Coinage in China goes back some 2,500 years. The earliest Chinese coins were cast in bronze—by the 1st century BCE, these round coins featured square holes in their centers. This style persisted until about the 13th century, when silver and then brass coins were minted and circulated.
Today, the most collectible Chinese coins are contemporary issues, whose values are closely tied to their platinum, gold, or silver content. But for many collectors, Chinese coins from the late 1800s and first half of the 20th century hold great interest. These coins track the tumultuous history of the populous nation—from the end of the Qing Dynasty in 1911 to the Republic led by Sun Yat-sen that followed it to Mao Zedong’s declaration of a People’s Republic of China in 1949.

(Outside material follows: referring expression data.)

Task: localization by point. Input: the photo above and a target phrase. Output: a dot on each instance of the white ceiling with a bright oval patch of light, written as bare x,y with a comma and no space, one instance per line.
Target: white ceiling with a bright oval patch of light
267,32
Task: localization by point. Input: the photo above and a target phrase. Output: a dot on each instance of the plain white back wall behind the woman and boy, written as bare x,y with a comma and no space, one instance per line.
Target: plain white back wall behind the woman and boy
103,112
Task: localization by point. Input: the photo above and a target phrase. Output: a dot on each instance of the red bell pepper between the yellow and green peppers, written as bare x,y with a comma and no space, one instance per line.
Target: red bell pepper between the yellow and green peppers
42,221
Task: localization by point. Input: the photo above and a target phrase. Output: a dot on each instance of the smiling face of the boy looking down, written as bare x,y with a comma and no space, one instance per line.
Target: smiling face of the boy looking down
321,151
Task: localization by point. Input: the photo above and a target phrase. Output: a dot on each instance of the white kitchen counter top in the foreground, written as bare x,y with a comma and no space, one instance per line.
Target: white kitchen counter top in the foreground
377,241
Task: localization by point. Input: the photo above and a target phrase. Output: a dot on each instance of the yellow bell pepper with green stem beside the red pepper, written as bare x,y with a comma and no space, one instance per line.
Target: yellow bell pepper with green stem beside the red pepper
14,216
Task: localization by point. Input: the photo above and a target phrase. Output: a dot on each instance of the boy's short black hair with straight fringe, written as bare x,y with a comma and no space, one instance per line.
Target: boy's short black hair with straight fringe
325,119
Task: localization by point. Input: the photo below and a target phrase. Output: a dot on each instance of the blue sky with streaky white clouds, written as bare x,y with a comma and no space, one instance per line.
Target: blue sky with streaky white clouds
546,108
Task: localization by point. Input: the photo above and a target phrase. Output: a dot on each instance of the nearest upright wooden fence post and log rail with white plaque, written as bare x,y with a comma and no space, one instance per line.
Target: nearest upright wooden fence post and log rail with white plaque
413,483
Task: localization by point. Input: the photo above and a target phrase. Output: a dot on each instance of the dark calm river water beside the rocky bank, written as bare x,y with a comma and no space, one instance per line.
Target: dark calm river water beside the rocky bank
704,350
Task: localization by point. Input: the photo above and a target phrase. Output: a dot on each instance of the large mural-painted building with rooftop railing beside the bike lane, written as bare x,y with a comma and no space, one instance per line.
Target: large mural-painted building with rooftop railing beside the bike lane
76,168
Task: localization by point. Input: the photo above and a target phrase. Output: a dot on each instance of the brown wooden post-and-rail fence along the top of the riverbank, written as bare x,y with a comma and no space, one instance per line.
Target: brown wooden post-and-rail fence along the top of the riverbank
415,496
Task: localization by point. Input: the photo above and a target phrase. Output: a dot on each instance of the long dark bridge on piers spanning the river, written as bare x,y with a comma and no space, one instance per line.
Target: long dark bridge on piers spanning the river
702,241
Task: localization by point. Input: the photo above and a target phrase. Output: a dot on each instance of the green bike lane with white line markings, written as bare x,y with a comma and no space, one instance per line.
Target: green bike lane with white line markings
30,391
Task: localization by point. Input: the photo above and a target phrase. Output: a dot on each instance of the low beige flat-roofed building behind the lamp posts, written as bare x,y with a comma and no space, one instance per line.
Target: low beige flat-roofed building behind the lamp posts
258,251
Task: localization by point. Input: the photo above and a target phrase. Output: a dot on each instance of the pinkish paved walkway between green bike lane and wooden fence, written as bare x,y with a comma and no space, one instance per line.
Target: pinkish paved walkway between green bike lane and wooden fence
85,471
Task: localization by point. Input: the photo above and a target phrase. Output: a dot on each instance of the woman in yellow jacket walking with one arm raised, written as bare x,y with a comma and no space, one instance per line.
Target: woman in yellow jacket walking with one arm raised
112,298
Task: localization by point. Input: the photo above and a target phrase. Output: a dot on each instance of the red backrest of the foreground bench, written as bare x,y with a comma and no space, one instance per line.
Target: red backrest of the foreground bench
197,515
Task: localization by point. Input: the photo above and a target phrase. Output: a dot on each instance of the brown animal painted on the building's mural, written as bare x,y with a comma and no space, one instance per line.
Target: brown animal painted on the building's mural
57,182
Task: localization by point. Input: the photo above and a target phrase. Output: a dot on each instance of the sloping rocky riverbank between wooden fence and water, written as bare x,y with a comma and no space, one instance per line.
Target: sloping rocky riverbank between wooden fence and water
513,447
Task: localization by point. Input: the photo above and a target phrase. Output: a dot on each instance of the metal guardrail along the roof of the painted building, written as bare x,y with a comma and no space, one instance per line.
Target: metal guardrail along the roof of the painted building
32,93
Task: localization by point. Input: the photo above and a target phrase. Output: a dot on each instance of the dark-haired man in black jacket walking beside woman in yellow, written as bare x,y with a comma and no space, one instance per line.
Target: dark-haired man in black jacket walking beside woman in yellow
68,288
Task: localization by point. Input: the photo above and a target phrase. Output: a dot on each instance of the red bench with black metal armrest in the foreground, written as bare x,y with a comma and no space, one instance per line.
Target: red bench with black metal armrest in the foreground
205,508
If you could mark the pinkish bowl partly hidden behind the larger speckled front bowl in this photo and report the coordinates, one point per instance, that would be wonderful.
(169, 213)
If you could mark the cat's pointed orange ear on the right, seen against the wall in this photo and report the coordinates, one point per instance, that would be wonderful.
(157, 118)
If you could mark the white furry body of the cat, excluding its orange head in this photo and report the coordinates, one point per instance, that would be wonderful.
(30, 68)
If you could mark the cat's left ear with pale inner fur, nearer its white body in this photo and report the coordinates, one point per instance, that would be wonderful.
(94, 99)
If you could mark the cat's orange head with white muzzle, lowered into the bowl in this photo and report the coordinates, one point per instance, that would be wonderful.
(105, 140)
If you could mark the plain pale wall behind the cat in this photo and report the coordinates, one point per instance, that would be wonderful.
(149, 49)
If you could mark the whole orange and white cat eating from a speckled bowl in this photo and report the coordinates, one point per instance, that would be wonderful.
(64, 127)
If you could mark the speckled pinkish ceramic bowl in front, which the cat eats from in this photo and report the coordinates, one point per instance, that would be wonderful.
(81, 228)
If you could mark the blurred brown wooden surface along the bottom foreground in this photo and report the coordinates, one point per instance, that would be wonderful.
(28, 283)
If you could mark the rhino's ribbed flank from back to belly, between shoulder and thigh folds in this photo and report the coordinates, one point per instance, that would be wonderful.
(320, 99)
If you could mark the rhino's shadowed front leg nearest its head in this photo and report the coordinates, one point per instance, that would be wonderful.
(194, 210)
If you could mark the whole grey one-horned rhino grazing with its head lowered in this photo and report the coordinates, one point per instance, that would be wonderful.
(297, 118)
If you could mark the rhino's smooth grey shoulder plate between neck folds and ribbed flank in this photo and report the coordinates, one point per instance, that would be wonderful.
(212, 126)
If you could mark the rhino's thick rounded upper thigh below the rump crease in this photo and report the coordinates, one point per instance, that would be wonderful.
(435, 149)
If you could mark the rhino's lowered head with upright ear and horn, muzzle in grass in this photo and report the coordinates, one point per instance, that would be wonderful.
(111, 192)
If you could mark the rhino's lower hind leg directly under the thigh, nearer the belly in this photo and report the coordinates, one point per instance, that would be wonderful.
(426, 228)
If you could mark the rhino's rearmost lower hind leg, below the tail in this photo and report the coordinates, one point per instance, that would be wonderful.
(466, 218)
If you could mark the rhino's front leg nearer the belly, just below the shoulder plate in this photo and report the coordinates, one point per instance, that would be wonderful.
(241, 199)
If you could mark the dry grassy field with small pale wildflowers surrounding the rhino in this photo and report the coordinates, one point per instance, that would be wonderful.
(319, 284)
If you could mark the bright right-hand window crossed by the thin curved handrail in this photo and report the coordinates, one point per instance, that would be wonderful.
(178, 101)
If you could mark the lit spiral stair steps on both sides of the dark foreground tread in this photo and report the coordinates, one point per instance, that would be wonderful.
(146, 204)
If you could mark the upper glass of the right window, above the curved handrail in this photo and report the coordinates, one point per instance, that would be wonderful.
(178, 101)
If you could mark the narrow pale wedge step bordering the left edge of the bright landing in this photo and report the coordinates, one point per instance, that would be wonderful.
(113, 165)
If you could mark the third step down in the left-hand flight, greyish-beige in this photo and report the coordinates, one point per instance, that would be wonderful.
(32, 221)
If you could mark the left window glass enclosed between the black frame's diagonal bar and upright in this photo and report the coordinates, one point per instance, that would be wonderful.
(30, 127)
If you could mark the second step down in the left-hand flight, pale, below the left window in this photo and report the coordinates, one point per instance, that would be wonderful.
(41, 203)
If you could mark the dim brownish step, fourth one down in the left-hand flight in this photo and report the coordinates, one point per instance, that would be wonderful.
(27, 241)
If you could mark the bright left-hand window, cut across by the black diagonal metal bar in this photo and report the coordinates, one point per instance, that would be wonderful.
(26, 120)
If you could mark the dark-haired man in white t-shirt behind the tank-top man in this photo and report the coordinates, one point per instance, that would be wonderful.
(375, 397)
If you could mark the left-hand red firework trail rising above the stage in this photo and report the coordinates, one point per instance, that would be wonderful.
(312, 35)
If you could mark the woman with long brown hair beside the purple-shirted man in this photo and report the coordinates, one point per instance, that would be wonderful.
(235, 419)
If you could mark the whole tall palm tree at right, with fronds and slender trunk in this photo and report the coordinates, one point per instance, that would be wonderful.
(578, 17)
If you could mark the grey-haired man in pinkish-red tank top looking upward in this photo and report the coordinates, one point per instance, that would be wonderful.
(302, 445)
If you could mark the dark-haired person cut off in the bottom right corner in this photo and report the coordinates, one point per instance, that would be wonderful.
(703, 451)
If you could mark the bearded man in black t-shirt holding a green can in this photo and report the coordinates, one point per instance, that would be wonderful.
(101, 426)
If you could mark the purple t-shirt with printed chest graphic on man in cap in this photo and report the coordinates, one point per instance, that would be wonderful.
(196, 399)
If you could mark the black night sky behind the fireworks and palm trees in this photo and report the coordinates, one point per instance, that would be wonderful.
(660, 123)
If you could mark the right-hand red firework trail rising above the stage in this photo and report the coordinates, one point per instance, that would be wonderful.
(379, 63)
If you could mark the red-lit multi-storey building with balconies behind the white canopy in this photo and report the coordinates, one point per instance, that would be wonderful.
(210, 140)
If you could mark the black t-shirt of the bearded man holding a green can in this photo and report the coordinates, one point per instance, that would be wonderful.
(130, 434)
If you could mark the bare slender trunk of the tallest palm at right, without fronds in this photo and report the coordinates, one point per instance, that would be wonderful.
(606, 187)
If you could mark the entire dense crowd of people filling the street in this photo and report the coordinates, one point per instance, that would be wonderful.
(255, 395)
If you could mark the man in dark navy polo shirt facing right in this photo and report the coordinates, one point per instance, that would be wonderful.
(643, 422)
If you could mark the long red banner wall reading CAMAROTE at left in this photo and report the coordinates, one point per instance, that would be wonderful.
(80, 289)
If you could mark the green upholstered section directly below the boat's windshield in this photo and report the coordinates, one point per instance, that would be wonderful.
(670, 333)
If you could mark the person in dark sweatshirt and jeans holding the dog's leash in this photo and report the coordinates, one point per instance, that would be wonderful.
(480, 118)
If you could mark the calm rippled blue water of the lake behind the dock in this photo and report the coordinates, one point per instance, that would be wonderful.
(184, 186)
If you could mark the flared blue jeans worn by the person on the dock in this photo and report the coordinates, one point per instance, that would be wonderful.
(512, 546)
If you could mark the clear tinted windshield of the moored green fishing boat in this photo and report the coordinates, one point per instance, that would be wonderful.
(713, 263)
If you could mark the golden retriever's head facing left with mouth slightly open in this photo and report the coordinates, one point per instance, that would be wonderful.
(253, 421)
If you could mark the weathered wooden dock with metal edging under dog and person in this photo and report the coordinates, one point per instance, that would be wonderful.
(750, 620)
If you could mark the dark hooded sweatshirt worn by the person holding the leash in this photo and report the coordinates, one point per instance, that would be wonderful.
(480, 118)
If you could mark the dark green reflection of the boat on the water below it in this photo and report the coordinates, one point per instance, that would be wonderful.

Of the late Empire-era coins, look for copper or brass Hu Poo coins with a dragon that’s enclosed within a circle on the obverse. Even more prized are the provincial coins minted during this period, including the Chekiang and Kwangtung silver dollars, as well as 20-cent pieces bearing the words “Tai-Pan Province.” Republic coins minted in the 1910s and ’20s are fairly common, whereas coins minted in Chinese Turkestan, now called Xinjiang, especially 1- and 2-mace (i.e., pre-yuan) coins bearing the title “Sungarei,”are more rare.